Tax revenues grew at an unusually fast pace in June, leaving treasury officials with far more revenues than they ever anticipated in the 2016 budget and a lower fiscal deficit, despite a slowdown in economic growth this year.
The Finance Ministry accountant general reported on Thursday that the tax take for last month reached 22 billion shekels ($5.7 billion), a 9.8% increase from a year earlier. The figure brought collections for the first half of the year to 142.3 billion shekels, a 6.4% year-on-year increase.
With government spending also running mostly under projections, the budget deficit in the 12 months through June was just 2.1% of gross domestic products, well under the 2.9% that the budget sets as a ceiling for all of 2016, the Finance Ministry said.
Treasury economists now believe that tax collections will reach somewhere between 284 billion and 288 billion shekels for all of this year.

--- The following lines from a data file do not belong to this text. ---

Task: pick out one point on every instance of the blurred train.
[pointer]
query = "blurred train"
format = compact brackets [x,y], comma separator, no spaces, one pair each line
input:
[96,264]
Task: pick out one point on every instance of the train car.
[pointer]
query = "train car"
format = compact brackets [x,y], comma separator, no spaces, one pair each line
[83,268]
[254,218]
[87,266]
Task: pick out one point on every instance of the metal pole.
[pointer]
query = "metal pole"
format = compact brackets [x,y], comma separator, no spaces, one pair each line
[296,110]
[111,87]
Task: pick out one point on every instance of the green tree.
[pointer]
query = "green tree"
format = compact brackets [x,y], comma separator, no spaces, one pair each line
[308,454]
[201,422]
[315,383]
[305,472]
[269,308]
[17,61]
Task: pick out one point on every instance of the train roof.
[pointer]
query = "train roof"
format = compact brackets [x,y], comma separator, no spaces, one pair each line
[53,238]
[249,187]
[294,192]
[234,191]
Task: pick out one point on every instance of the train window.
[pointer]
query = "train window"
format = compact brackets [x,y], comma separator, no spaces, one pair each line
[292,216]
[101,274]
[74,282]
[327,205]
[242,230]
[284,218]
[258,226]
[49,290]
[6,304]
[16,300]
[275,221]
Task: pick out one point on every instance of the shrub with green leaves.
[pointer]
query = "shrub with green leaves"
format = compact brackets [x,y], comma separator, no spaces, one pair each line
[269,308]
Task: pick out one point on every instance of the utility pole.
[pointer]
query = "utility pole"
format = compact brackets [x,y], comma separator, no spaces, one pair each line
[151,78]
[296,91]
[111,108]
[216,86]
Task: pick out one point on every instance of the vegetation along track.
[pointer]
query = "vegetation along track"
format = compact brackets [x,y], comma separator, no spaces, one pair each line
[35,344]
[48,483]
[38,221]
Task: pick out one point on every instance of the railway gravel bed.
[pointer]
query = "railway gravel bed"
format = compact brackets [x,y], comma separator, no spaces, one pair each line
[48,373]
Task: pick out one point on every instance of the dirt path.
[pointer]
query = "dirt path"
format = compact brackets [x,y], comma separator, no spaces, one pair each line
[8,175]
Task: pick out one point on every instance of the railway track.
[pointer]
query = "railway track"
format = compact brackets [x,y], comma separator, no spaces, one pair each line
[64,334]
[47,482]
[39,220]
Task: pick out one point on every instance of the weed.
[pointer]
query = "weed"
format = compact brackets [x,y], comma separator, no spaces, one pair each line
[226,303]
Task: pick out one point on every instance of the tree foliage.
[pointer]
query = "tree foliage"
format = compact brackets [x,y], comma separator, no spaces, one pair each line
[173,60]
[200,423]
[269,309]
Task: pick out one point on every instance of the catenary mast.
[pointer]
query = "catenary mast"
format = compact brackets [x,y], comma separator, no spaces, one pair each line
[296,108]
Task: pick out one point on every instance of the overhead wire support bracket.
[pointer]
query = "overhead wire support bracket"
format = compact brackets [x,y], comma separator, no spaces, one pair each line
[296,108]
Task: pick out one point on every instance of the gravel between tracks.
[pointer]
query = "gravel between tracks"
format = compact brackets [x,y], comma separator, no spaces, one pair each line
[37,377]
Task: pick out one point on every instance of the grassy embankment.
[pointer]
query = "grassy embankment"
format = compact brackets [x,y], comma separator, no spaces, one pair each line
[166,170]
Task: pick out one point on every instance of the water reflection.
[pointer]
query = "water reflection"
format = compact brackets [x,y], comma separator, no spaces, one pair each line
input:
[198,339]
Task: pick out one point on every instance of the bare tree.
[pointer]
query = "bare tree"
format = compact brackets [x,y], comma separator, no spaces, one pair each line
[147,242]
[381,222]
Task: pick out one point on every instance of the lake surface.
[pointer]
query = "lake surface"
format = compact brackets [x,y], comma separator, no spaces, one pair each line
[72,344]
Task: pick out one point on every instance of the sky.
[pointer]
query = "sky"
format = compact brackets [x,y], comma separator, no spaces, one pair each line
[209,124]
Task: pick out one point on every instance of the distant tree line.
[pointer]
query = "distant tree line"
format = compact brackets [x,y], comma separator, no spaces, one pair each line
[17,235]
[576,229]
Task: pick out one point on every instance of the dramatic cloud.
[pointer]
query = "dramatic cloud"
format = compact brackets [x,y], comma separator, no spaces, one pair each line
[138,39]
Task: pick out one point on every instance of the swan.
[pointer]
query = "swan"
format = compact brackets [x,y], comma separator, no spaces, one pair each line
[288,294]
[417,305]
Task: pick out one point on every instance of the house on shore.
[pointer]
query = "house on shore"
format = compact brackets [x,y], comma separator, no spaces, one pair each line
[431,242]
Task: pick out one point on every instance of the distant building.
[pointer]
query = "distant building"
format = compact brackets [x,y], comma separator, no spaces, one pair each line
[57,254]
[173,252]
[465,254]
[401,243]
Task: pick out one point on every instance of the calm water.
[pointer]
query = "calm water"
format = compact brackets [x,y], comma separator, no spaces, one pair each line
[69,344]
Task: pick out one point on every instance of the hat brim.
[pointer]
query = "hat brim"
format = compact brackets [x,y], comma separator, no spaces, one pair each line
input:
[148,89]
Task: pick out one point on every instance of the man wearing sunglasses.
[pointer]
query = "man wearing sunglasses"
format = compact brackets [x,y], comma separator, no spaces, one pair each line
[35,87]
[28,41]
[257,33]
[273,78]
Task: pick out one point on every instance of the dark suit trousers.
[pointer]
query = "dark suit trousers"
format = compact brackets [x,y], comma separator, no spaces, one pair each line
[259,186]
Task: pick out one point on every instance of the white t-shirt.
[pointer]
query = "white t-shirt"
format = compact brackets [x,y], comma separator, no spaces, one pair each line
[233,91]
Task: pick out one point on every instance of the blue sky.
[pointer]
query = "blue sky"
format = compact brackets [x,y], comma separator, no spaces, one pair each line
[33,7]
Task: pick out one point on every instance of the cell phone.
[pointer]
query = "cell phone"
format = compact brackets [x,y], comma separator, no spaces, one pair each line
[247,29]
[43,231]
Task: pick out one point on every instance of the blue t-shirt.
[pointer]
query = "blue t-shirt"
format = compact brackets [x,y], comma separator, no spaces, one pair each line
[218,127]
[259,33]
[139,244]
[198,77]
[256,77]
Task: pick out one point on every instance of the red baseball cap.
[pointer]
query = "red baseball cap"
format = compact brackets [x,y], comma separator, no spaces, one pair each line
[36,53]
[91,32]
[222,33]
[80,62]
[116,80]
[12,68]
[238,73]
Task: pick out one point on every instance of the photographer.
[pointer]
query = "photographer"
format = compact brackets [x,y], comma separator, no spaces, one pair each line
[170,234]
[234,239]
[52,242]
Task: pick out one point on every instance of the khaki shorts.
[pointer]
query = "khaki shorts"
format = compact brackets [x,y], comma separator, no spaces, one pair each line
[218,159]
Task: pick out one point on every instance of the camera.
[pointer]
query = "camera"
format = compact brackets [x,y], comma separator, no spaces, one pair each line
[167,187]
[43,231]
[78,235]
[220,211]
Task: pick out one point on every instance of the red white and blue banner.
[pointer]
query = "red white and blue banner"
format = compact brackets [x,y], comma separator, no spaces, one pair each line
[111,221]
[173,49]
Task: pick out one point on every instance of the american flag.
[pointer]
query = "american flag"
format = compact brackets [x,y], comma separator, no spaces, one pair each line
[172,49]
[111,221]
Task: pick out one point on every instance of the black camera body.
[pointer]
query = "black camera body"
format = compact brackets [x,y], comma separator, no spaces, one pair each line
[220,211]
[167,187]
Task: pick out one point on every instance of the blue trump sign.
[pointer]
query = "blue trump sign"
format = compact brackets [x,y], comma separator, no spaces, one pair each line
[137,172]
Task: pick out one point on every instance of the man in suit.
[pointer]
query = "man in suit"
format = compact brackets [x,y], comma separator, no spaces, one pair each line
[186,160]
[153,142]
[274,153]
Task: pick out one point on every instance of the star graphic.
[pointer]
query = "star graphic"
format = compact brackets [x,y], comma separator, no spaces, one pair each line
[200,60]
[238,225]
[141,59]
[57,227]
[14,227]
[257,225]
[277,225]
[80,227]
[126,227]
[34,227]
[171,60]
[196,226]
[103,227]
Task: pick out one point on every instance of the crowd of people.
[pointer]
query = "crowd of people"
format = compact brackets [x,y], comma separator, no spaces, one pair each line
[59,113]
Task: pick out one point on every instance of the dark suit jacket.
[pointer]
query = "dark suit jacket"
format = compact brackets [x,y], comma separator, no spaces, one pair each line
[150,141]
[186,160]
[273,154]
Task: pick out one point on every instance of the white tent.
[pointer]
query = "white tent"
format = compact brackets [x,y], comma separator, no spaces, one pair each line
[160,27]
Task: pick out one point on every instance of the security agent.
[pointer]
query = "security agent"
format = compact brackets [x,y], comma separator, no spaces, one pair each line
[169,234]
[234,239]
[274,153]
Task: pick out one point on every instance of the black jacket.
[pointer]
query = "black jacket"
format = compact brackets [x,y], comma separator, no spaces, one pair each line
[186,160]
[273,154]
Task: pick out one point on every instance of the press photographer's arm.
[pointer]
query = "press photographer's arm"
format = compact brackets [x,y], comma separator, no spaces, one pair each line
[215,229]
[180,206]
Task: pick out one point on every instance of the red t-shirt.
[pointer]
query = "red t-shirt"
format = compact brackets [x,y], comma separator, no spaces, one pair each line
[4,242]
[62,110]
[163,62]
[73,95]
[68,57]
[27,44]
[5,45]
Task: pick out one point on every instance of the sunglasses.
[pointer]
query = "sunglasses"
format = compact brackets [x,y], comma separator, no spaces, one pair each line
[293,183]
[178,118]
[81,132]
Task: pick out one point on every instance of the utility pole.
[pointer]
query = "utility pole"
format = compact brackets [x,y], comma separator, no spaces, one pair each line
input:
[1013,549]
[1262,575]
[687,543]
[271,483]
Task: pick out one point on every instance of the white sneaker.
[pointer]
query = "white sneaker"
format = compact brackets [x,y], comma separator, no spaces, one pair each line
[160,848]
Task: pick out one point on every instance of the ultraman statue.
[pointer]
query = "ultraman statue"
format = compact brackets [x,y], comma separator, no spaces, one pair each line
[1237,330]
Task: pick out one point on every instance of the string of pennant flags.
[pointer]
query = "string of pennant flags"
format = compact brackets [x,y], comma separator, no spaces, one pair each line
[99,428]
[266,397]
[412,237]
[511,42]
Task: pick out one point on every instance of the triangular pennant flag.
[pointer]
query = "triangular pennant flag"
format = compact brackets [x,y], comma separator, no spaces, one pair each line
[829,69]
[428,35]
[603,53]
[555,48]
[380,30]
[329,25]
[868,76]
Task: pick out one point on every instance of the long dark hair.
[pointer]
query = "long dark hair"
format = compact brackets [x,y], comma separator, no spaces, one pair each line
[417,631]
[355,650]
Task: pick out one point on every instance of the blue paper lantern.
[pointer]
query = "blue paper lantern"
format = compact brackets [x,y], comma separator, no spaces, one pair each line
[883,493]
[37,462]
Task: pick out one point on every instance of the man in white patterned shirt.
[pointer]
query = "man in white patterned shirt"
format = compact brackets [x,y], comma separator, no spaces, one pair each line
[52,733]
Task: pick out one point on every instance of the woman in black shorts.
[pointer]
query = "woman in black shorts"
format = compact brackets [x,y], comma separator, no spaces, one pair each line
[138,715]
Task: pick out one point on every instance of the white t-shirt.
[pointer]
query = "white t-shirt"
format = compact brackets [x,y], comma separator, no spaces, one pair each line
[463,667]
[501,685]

They have already adjusted their projections upward since the budget was originally passed, but the latest forecast for collections of 277.9 billion shekels will be surpassed by a wide margin.
The surfeit of money flowing into government coffers come as the treasury grapples with a two-year budget to cover the years 2017 and 2018. Officials believe that based on spending rules that determine how big the deficit can be and how much expenses can grow in a year, the government faces a shortfall of 15 billion shekels.
Under the law, the deficit is supposed to be no more than 2.5% of gross domestic product in 2017 and fall to 2.25% in 2018, targets Finance Minister Moshe Kahlon, with the backing of Prime Minister Benjamin Netanyahu, wants to raise to 2.8% in 2017 and 2.5% in 2018 while keeping the targeted rise in spending to 2.7%.
One way to do that is to count on a 6 billion-shekel increase in tax revenues, based on projections for high levels of collections rather than tax hikes, which both men oppose.
However, economists have been downgrading the outlook for the Israeli economy. This week Bank of America Merrill Lynch, for instance, cut its 2016 forecast to 2.4% from 2.7% and its 2017 forecast to 2.8% in 2017 from 3.1%, citing increasing risks to global growth and Israel’s weak first quarter growth figures.
In June, the government ran up its biggest monthly budget deficit of the year of 4.1 billion shekels, but that was mainly due to one-time vacation payments to civil servants. In the first half of the year, the deficit was just 3.4 billion shekels, thanks to two surplus months, down from 3.8 billion the same time in 2015, the treasury said.
Tax collections in the first half of the year exceeded the forecast by 4 billion, it said. One reason was a sharp 40% increase in car imports in the second quarter to 79,000 vehicles on which the state collects steep import taxes.
Nevertheless, Finance Ministry figures showed that the biggest rises were in direct taxes, mainly personal and corporate incomes taxes, which climbed 7.3% in the first half to 73.3 billion shekels. Indirect taxes, which include customs revenues, rose just 5% to 65.4 billion shekels.